Das Thema ist interessant. Vielleicht können folgende Zitate
etwas Aufschluss geben:
http://sammelpunkt.philo.at:8080/59/
Die Meinungen über den sozialen und epochalen Sinn des
Cyberspace gehen weit auseinander. Die einen sind begeistert
und verkünden eine neue Ära für die Menschheit. Die anderen
sehen darin das Ende der Aufklärung und den Beginn einer
beispiellosen kulturellen Barbarei …
P.B.: Ich habe den, allerdings schwer zu beweisenden Verdacht, dass beides in der Natur des Internets liegt. Das Internet ist ja lediglich Werkzeug, die Frage was wir mit dem Werkzeug tun ist nach wie vor in die Hand des Einzelnen gegeben. Da aber das Internet in jeder Hinsicht wenig kontrollierbar ist, macht eben jeder, was er will dort. Da finden sich Drogenhändler, Waffenschmuggler, Terroristen und geistige Brandstifter neben Philosophen, Universitäten und Museen. Mehr denn je ist der Benutzer gefordert, denn Wert der gefundenen Daten (denn es sind lediglich Daten, keine Informationen in informationstheoretischem Sinn) selbst zu bewerten. Tut die Gesamtheit der Benutzer das nicht, wird das Internet alleine schon dadurch zur geistigen Barbarei weil nicht mehr zwischen Wertvollem und Wertlosen unterschieden wird.
Die potentielle
universelle Verbreitung des gedruckten Wortes sowie seine
Fixierung, die eine kontrollierte Kritik ermöglicht, entsprach
den idealen einer sich universal wähnenden Vernunft. Dieses
Ideal setzte sich vor allem vom Medium der Oralität ab…

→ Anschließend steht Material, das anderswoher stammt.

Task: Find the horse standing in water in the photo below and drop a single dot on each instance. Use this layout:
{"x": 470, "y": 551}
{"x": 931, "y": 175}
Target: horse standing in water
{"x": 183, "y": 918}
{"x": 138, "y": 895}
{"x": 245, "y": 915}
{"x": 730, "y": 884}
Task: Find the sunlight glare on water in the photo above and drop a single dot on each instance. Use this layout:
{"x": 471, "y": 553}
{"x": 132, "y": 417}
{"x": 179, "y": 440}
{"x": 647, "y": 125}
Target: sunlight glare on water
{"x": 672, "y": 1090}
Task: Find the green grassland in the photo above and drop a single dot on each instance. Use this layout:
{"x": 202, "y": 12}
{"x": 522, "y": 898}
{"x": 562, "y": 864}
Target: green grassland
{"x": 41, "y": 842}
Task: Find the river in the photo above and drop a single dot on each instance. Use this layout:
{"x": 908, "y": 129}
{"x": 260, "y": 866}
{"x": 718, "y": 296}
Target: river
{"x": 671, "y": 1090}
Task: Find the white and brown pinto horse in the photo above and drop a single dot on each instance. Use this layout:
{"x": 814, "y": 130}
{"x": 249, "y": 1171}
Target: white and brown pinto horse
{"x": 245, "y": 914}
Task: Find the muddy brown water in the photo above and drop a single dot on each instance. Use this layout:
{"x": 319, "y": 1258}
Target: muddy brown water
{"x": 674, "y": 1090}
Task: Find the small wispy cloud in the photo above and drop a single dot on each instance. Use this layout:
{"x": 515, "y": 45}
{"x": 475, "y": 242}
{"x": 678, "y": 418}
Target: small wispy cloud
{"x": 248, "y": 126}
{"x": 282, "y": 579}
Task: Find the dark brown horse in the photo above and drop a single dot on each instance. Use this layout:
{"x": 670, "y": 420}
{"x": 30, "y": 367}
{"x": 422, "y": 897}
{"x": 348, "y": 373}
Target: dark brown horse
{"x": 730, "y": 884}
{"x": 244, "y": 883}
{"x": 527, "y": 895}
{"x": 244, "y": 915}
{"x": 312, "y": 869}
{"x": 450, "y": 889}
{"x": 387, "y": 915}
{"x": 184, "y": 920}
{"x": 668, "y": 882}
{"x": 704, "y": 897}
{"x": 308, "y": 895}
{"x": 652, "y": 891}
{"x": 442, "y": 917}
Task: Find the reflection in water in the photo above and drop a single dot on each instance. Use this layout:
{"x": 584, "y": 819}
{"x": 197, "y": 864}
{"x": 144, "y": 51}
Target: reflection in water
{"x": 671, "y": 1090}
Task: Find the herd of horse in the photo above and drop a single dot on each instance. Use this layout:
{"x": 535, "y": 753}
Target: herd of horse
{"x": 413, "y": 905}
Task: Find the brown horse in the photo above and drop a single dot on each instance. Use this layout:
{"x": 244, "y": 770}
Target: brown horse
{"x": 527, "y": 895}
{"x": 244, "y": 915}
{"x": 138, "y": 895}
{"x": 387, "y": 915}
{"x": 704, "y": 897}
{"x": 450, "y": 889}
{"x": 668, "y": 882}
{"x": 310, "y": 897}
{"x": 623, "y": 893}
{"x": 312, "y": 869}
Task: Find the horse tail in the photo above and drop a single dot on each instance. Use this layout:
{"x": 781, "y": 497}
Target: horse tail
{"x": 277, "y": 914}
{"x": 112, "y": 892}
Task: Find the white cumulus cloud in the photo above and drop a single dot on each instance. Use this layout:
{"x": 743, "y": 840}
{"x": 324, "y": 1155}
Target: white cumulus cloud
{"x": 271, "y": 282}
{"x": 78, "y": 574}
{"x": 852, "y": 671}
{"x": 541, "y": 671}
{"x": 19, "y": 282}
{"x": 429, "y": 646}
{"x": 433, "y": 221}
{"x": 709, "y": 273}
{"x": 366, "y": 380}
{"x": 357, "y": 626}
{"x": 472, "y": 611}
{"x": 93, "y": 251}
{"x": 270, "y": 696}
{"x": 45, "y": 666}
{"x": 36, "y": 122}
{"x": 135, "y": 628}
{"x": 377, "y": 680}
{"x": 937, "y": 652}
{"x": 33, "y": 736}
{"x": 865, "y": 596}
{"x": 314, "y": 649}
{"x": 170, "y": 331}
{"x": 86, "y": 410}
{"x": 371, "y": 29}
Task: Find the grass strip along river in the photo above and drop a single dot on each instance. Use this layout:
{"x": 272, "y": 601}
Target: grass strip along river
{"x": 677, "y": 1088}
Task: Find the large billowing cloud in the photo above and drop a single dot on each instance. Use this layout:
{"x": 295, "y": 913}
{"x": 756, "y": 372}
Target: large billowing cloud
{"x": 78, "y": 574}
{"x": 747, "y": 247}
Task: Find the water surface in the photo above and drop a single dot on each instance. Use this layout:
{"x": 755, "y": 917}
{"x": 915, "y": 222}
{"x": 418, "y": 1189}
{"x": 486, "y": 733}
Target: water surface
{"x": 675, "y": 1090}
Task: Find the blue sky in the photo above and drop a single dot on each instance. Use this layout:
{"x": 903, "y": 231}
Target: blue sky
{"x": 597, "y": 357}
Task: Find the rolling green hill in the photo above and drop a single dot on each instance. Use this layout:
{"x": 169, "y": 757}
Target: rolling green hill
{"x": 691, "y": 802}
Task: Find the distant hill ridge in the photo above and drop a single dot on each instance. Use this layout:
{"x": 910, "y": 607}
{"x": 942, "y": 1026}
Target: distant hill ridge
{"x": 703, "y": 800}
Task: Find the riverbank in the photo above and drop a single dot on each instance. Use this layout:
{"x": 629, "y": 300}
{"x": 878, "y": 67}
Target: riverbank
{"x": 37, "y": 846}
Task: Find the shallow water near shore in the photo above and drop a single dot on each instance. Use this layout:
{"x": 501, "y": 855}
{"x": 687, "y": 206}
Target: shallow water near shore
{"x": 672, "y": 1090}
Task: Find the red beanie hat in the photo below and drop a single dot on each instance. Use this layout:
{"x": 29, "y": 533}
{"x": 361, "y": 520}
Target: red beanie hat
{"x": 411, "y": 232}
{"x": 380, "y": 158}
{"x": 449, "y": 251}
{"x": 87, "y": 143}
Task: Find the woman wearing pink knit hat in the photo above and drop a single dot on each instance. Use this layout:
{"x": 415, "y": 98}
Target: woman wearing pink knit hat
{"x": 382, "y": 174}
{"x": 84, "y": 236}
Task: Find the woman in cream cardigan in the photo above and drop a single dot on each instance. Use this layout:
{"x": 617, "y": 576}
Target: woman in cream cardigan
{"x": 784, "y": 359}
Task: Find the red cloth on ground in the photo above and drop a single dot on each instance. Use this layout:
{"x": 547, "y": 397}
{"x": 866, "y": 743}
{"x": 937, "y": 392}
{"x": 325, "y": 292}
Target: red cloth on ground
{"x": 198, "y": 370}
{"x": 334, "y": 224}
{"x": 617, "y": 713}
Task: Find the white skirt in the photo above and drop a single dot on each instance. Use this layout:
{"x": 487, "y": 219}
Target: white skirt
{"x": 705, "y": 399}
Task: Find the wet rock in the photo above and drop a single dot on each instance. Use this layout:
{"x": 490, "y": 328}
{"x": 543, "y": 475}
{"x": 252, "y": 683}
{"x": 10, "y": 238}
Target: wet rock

(H.Tr.: Oralität - das ist ein informationstheoretischer
Begriff: er besagt einfach nur „mündliche Überlieferung“)
P.B. Dabei haftete jedoch der Oralität der Befriff der „Flüchtigkeit“ und der späteren nachträglichen Unbelegbarkeit an. Was hat jemand vor hundert Jahren gesagt? Das Problem des Internets ist, dass Seiten verschwinden oder ständiger Überarbeitung unterliegen. Die Information ist also, im Gegensatz zu einem gedruckten Buch nicht statisch sondern dynamisch. Indofern sehe ich den Effekt der „Flüchtigkeit“ auch im Internet. Wir haben hier unser Archiv und Regeln, die das verhindern sollen, aber die meisten Seiten haben so etwas nicht.
… Mit dieser Absetzung kehrte die Neuzeit den antiken
Begriff der Öffentlichkeit um. Freilich kannte die griechische
Antike die revolutionäre Bedeutung des Mediums Schrift
gegenüber der Oralität, wie dies Platon im Mythos der
Erfindung der Schrift zum Ausdruck bringt. Mit dem Cyberspace
scheint sich alles abermals umzukehren. Im Gewand der
Cyber-Schrift leben wir in einer Zeit flüchtiger Botschaften,
die den Charakter der Oralität besitzen."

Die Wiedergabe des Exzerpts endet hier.